Mom carted me to the orthodontist to un-buck my teeth, the orthopedist to fix my inward-turning feet—with ballet, saddle shoes, and nighttime boots nailed east and west on a plywood board.

Dad taught me how to pinch a penny, skin a fish, and feel things deep down in my gullet.

Back on the Annie Lee, before my suit completely dried, Dad spotted the cove he’d been looking for. We’d tie up along the seawall and head inland.

But we dropped sail too late and came in hot against the concrete.

A crunch sounded as the Annie Lee sideswiped the rough wall, skinning off a two-foot section of fiberglass, resin, and paint.

I gritted my teeth. We should be called the Four Stooges instead of the Fettermans.

But Dad went grimly about tying the Annie Lee to nearby pines, positioning the bumpers to insure there’d be no more blunders today.

We tumbled out onto land and traipsed after Dad.

My mood had swung south with Dad’s. I swatted a mosquito from my sweaty neck and braced myself for an afternoon digging clams with my fingernails or wading through mangrove swamp hunting antique bottles.

Dad stopped and my nose bashed into his shoulder blade.

A rope swung in the breeze from the high reaches of a banyan tree. Sun dappled the smooth green water below.

My mouth dropped open.

A tree-gnarled Nirvana.

I glanced at R.J. and saw my grin written on his face.

Dad climbed down the bank and scouted the rope’s span for rocks and logs. Satisfied, he caught the rope with a dead branch and pushed it into my waiting hands.

I swung out into air and let go. Cucumber crisp water closed around me, encasing me in a delicious coolness I’d thought frigid when I fell overboard.

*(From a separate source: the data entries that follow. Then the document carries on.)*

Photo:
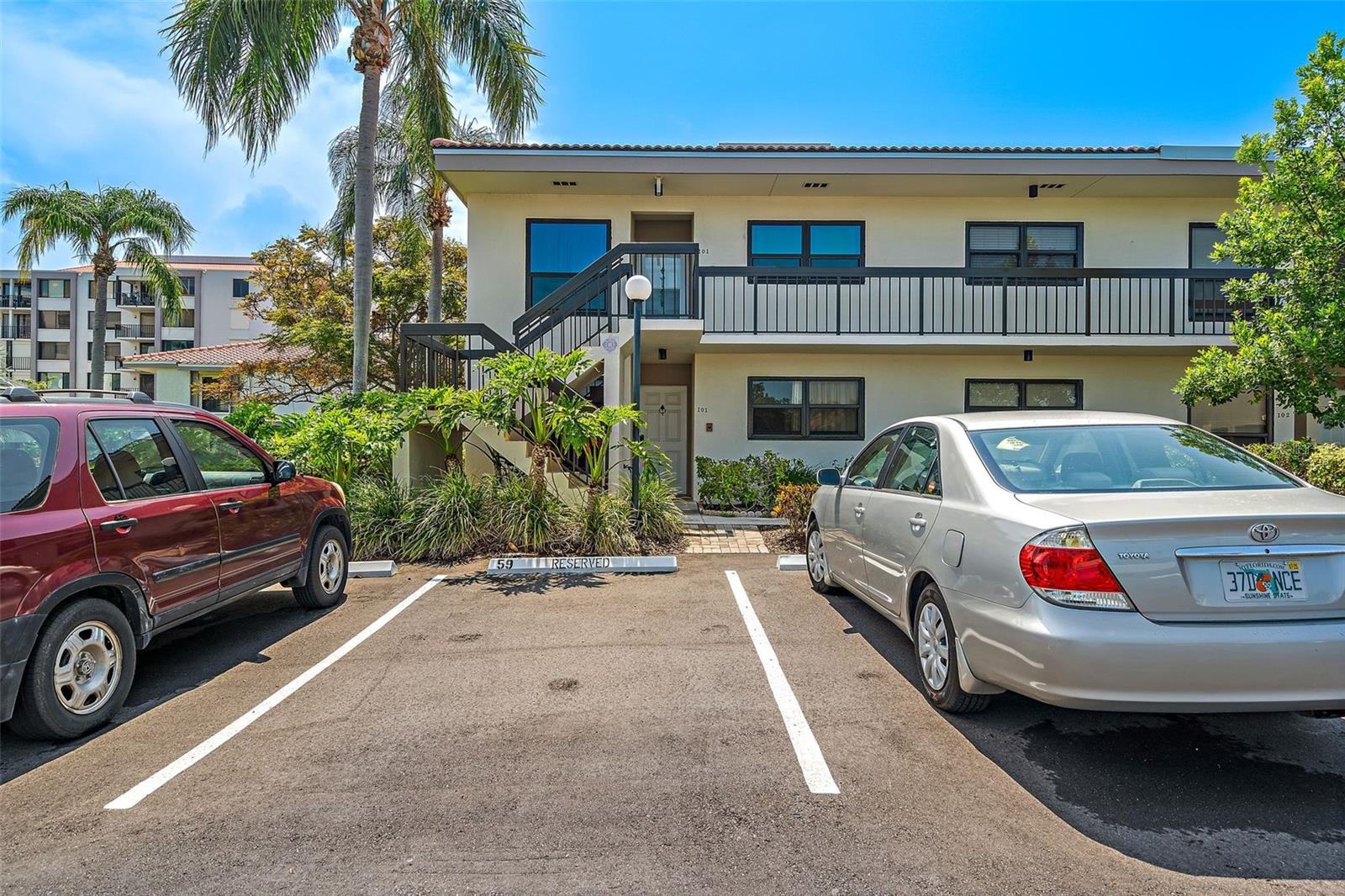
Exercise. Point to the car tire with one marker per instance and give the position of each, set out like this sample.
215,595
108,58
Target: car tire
936,656
78,674
820,572
329,567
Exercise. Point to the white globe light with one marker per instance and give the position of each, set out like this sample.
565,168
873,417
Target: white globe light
638,288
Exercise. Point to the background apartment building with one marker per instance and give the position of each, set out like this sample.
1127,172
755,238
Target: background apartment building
46,319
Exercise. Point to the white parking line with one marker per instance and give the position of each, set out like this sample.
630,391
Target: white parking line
222,736
814,766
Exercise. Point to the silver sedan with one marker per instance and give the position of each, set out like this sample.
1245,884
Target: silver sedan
1091,560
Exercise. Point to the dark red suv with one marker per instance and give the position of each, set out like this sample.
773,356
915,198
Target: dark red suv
121,517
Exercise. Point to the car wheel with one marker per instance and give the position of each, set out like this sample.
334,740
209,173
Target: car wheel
327,571
78,674
820,572
935,640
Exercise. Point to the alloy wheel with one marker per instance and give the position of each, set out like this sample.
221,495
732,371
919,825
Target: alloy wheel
87,667
932,642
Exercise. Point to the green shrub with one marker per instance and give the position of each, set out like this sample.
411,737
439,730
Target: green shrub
1327,468
748,483
1288,455
793,505
446,517
658,517
380,517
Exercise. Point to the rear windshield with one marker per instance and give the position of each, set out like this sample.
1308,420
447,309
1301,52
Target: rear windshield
27,455
1121,458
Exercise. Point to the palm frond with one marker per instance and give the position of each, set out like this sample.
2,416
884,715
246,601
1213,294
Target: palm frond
491,38
244,66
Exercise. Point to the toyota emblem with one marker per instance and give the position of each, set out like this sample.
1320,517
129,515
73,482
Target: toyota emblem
1263,532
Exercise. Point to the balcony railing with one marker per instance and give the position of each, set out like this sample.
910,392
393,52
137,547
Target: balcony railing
1019,302
134,331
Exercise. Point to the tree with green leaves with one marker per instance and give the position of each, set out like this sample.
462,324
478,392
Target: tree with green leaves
138,225
1290,222
244,67
405,181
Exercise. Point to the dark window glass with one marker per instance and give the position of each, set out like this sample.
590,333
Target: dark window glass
1020,394
560,249
1121,458
27,455
140,456
914,466
806,244
224,461
804,408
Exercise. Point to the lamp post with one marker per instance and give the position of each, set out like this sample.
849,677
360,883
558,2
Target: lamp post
638,289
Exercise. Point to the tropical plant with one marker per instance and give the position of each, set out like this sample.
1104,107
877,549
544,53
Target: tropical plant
244,67
138,225
1290,224
405,182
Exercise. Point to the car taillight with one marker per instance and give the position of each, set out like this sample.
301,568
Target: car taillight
1064,568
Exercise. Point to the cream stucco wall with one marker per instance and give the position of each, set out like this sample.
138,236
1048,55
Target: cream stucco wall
903,385
899,232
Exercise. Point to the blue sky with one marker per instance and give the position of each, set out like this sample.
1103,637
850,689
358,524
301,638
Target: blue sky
87,98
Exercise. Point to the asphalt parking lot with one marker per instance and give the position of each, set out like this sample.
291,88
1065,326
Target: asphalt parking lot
619,734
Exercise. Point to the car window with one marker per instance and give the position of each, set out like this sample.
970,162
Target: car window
140,458
224,461
914,466
27,455
1121,458
865,468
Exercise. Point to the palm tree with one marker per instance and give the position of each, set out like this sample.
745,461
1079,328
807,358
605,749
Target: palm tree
404,178
244,66
134,224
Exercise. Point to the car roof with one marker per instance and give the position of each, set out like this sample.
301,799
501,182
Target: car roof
1019,419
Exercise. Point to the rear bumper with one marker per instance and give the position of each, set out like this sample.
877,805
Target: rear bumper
18,635
1122,661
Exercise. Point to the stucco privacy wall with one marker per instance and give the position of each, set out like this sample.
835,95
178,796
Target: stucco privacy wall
901,385
899,232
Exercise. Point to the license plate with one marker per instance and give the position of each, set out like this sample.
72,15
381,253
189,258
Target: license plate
1263,580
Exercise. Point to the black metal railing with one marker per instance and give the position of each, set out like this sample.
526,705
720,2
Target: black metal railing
1020,302
589,303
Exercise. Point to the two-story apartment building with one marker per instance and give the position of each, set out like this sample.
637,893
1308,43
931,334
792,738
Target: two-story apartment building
46,319
804,296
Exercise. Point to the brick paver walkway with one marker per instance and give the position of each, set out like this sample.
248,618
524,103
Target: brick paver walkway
725,541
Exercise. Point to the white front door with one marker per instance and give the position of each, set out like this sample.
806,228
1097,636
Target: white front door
665,412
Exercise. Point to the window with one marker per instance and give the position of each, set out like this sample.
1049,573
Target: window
186,319
27,455
806,244
868,465
1026,245
822,408
1120,458
915,467
224,461
53,288
140,458
560,249
1244,420
1022,394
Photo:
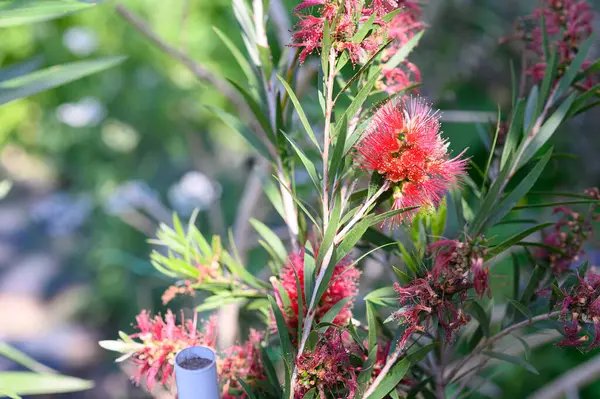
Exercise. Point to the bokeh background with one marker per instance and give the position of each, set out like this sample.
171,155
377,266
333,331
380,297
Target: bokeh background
97,164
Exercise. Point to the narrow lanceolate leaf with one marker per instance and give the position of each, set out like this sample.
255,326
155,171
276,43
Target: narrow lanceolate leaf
284,335
300,112
392,379
546,131
575,66
308,164
517,194
271,239
511,359
21,358
509,242
28,383
482,317
521,308
404,51
235,124
19,12
335,310
49,78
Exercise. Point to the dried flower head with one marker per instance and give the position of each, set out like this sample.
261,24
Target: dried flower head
161,340
403,143
582,306
343,284
327,368
241,361
568,25
568,235
345,17
443,291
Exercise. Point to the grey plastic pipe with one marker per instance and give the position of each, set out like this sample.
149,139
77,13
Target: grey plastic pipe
197,384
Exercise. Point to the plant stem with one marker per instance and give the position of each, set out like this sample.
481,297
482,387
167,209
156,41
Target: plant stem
490,341
326,134
385,370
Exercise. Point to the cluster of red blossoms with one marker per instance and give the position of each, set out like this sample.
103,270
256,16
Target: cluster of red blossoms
344,284
241,361
327,368
568,24
443,291
161,340
346,17
403,143
569,235
581,306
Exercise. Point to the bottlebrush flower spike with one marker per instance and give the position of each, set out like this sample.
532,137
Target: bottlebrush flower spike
568,24
161,340
327,368
241,361
403,143
579,307
344,284
568,235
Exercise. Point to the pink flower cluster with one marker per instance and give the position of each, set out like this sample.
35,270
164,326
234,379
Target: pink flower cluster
443,291
161,340
568,24
344,284
327,368
402,28
582,306
403,143
347,17
241,361
569,235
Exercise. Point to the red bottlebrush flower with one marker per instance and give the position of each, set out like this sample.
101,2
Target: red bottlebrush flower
403,143
348,15
568,235
581,306
162,339
568,25
344,284
241,362
327,368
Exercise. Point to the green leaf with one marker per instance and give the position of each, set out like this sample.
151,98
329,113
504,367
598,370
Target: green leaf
511,359
575,66
517,194
546,131
404,51
21,358
18,12
246,388
532,285
335,310
308,164
284,335
372,324
235,124
509,242
28,383
256,109
300,112
521,308
239,57
36,82
482,317
271,238
397,372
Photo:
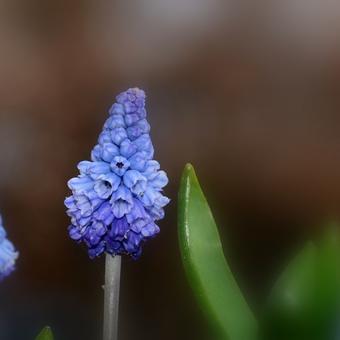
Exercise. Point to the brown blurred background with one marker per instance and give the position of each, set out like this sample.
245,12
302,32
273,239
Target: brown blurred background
248,91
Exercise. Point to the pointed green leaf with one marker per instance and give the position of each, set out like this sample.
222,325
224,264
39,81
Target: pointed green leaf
207,270
45,334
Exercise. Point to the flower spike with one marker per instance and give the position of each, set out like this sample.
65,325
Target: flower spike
117,197
8,254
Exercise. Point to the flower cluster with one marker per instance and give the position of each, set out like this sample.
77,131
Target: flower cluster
8,255
117,197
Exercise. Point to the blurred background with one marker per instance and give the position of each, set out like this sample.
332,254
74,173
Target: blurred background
247,91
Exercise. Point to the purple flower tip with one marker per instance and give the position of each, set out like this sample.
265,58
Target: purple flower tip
117,196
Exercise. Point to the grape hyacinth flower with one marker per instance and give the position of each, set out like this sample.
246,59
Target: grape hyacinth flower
117,197
8,254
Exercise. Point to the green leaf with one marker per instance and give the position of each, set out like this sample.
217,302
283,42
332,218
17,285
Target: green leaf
45,334
207,270
304,303
292,300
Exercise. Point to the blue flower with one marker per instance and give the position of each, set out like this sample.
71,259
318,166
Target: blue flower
117,196
8,254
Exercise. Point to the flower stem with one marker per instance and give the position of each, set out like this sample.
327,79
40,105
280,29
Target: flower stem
111,296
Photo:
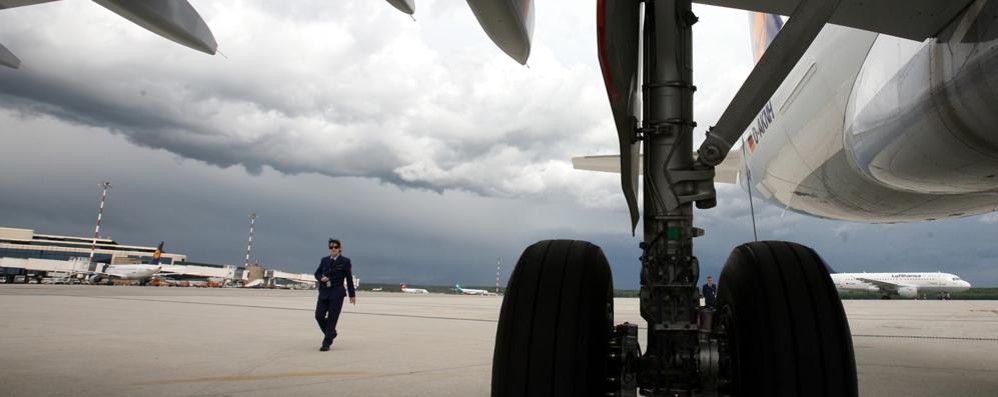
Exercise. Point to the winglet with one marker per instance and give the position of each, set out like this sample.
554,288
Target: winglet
764,28
406,6
176,20
8,59
156,255
509,23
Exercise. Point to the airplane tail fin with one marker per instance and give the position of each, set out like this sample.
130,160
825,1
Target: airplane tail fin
764,28
156,255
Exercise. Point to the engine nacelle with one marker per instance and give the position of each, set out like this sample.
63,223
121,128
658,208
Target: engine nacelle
929,128
908,292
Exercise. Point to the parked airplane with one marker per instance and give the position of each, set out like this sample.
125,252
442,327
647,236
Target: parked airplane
408,290
905,285
469,291
175,20
141,272
868,112
865,111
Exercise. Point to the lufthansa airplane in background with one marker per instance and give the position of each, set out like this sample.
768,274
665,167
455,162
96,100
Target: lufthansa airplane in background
408,290
905,285
138,271
470,291
868,111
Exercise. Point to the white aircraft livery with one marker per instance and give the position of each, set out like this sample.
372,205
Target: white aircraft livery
867,111
905,285
408,290
175,20
470,291
138,271
874,128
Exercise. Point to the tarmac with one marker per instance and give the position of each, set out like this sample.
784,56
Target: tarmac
156,341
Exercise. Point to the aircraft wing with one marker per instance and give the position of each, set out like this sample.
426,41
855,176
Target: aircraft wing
726,172
912,19
882,285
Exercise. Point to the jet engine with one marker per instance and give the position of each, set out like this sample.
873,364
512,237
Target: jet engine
908,292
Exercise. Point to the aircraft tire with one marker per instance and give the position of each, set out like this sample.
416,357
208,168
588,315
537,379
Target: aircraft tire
555,322
786,329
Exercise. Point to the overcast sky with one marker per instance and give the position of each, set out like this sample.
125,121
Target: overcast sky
418,143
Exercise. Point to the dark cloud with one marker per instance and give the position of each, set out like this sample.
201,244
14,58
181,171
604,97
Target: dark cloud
418,143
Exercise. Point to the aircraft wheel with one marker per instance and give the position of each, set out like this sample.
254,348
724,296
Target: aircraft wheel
786,329
555,322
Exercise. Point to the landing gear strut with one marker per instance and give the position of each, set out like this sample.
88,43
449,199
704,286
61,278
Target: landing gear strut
779,328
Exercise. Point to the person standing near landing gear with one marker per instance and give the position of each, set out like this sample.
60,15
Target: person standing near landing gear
710,293
332,272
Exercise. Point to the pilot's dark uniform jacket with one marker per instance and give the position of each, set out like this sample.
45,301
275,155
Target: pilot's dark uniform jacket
331,293
710,295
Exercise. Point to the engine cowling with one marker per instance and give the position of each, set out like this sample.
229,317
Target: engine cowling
908,292
930,127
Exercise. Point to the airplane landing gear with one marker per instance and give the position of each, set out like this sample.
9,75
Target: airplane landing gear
555,323
785,329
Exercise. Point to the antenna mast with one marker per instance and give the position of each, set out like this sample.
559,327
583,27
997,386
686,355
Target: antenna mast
100,212
249,243
498,261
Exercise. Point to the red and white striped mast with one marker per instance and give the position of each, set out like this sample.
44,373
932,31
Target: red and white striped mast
498,261
100,212
249,243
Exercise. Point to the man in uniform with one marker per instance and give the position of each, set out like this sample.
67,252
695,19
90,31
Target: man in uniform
710,293
332,272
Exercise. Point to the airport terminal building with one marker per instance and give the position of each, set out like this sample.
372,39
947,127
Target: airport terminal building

Dropping like an ice cube into the delicious, cool cove
An hour later, I perched on a sprawling tree root at water’s edge, breathing hard. Rivulets ran down my arms. I wrung the moisture from my hair and watched my family swing and drop like ice cubes into the cove.

R.J. did a cannon ball, Dad a jackknife, and Mom, a graceless plop.

I laughed at R.J.’s next let-go. His arms and legs flailed in mid-air before landing in the water.

I savored this sweetest day of childhood—not realizing it would shine through the stormy seas ahead.

I savored this sweet day of childhood.